While the pensions problem is hardly a secret, the seriousness of the issue was highlighted last month when both Wincanton and Salvesen revealed that they still have large deficits in their funds.
Despite shovelling money into its fund, Wincanton said it is still looking at a deficit of about £70m. Salvesen revealed a similar figure. TDG, which reported earlier in the year, said its deficit was about £40m. And these are just three companies of many that have this problem to deal with.
The deficits have arisen in defined benefits (final salary) schemes as a result of a number of factors – for example they have had to take account of the fact the people are living longer while stocks and shares have not provided the returns expected in recent years.
And, while the issue can and is being managed, it is inevitably swallowing up time and resources for an industry that is seeing its margins under increasing pressure.
Wincanton said an up-front injection of £40m in cash to address the past service deficit of the fund has been agreed with the pension scheme trustees.
“Incremental annual cash contributions to further address the deficit, up from £2m per annum to £8m per annum, have also been agreed. £17m of the up-front contribution was paid prior to the 2005/06 year end and the balance of the payment was made early in the new financial year.
The group expects the after-tax cost of the up-front contribution to be substantially covered by the proceeds of its programme of disposal of surplus properties. Following the up-front cash injection, and subject to satisfactory completion of the employee consultation process, it expects the actuarial deficit of the pension scheme to be approximately £70m.
The rate at which the deficit has grown is highlighted by the fact that at 31 March 2002 it stood at £15m.

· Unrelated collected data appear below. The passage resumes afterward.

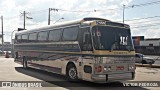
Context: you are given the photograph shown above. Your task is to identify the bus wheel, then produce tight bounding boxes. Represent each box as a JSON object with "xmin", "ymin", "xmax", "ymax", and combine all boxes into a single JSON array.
[
  {"xmin": 23, "ymin": 56, "xmax": 28, "ymax": 69},
  {"xmin": 67, "ymin": 64, "xmax": 78, "ymax": 81}
]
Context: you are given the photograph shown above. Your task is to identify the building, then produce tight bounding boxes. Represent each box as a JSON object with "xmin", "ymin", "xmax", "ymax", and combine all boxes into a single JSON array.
[
  {"xmin": 140, "ymin": 38, "xmax": 160, "ymax": 46},
  {"xmin": 132, "ymin": 36, "xmax": 160, "ymax": 55},
  {"xmin": 0, "ymin": 42, "xmax": 12, "ymax": 51}
]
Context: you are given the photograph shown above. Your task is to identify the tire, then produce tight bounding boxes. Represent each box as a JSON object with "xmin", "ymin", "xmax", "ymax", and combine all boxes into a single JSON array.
[
  {"xmin": 66, "ymin": 64, "xmax": 78, "ymax": 81},
  {"xmin": 142, "ymin": 60, "xmax": 147, "ymax": 64},
  {"xmin": 23, "ymin": 56, "xmax": 28, "ymax": 69}
]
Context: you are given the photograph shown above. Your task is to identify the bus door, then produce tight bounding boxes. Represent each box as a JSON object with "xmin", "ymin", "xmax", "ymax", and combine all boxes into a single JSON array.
[{"xmin": 80, "ymin": 28, "xmax": 93, "ymax": 80}]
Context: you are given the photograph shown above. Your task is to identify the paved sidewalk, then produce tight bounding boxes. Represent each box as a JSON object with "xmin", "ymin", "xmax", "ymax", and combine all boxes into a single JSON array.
[{"xmin": 136, "ymin": 64, "xmax": 160, "ymax": 68}]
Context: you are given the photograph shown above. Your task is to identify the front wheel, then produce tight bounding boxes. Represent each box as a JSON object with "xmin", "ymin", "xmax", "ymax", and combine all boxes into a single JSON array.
[
  {"xmin": 66, "ymin": 65, "xmax": 78, "ymax": 81},
  {"xmin": 142, "ymin": 60, "xmax": 147, "ymax": 64}
]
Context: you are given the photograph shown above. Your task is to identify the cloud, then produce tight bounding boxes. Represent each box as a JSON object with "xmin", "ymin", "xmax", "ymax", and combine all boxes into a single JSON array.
[
  {"xmin": 125, "ymin": 17, "xmax": 160, "ymax": 38},
  {"xmin": 1, "ymin": 0, "xmax": 134, "ymax": 42}
]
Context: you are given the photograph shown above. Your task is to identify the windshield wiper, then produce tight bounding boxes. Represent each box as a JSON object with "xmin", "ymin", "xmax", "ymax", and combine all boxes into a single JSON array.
[
  {"xmin": 124, "ymin": 45, "xmax": 131, "ymax": 52},
  {"xmin": 110, "ymin": 41, "xmax": 118, "ymax": 52}
]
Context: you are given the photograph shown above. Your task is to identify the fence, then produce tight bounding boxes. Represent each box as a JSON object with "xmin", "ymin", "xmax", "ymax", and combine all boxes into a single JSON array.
[{"xmin": 135, "ymin": 46, "xmax": 160, "ymax": 55}]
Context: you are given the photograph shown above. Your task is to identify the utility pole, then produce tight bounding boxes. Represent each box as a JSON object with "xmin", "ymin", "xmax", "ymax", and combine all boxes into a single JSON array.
[
  {"xmin": 48, "ymin": 8, "xmax": 51, "ymax": 25},
  {"xmin": 48, "ymin": 8, "xmax": 59, "ymax": 25},
  {"xmin": 21, "ymin": 11, "xmax": 32, "ymax": 29},
  {"xmin": 24, "ymin": 11, "xmax": 26, "ymax": 29},
  {"xmin": 1, "ymin": 16, "xmax": 4, "ymax": 53},
  {"xmin": 123, "ymin": 5, "xmax": 125, "ymax": 24}
]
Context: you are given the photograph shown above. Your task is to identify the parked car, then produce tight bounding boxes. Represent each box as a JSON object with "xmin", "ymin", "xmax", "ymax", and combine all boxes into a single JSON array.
[{"xmin": 135, "ymin": 53, "xmax": 155, "ymax": 64}]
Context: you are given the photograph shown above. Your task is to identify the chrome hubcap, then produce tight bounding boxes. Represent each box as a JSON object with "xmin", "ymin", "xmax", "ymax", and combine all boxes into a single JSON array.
[{"xmin": 69, "ymin": 67, "xmax": 77, "ymax": 79}]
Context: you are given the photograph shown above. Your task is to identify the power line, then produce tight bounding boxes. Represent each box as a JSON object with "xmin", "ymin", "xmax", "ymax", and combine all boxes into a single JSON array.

Wincanton said the main reasons for the increase were investment performance, lower bond yields and a change in assumptions to reflect increased longevity.
“On an IAS 19 basis the pension fund deficit of the scheme at 31 March 2006 was £116.3m. Taking account of the up-front contributions made just prior to and immediately after the year end and the scheme changes currently subject to employee consultation, this deficit would have been reduced to approximately £73m.
“Very careful consideration has been given to the appropriate measures required to respond to the growth in the past service deficit and the costs of future service accrual. It is believed that both the steps being implemented and those which remain subject to consultation, which are facilitated by the strong cash flow generation of the group, will address the deficit prudently and progressively,” Wincanton said.
Christian Salvesen operates a number of pension schemes involving defined benefit and defined contribution schemes. It said the total pension cost was £12.2m compared with £13.3m in 2005 of which £6.6m (2005: £7.9m) related to the UK defined benefit scheme.
“An actuarial loss of £10.7m (2005: gain £1.2m) has been charged in the consolidated statement of changes in equity. This principally arises due to extended mortality assumptions.”
The total value of the fund in 2006 was £226.7m compared with £182.1m but the value of fund obligations was £299.6m – up from £244.6m last year. That leaves a gap of £72.9m – up from £62.5m. During the year Salvesen paid some £6.9m into the pension fund.
TDG contributed some £9.8m to its pension fund during the year but said the value of its assets was £311.5m compared with £260.8m the year before. Its obligations had also gone up over the year – from £306.1m to £352.2m leaving a gap of £40.7m (45.3m in 2004).
It’s not all doom and gloom – equities have generally performed well and both Salvesen and TDG reported higher returns on assets than expected.
However, it seems clear that such funds will need extra support for some time to come – an additional financial pressure on an industry that is working on ever thinner margins.